Whether it will be possible to do this in Paris-2024 will depend on its evolution in the coming years and also on the possibility of creating a minimum age limit to compete in the Games, a topic that is still under discussion by the international federation (World Skate) after the success achieved by teenagers in Tokyo.

Gui saw and reviewed the sport’s Olympic debut on TV, paying close attention to the competitors’ performance. “I always think about how the guy managed to win that medal, but I already have this answer: it’s training and having fun”, he says.

The family’s desire is that skating is always something natural and spontaneous for him, even with all the excitement generated by his precocious feats.
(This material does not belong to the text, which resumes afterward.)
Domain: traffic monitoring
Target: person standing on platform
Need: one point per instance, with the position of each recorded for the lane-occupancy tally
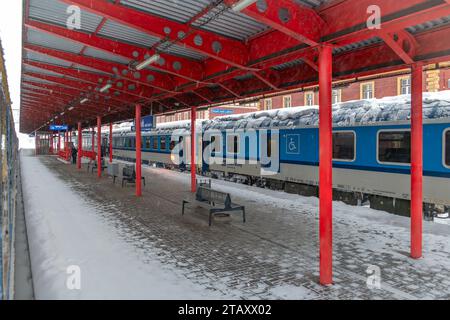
(74, 154)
At Generation, which brought together athletes from different generations, Gui was one of the main attractions and excited the tournament guests with his performance in the bowl. When trying to hit a 900°, he fell and hit his head, which generated a moment of apprehension, fortunately without more serious consequences.

Ricardo and Bianca Zardo, the boy’s mother, were with him at the event and were naturally worried. But, as parents of a sports phenomenon, they understand that falls are part of the evolutionary process.

“He knows the moment of what he wants to do and feels that he is capable. A maneuver like the 900 is very strong, there is no way for a person to try to do it without taking falls and falling. There are several falls for you to achieve perfection”, says the dad.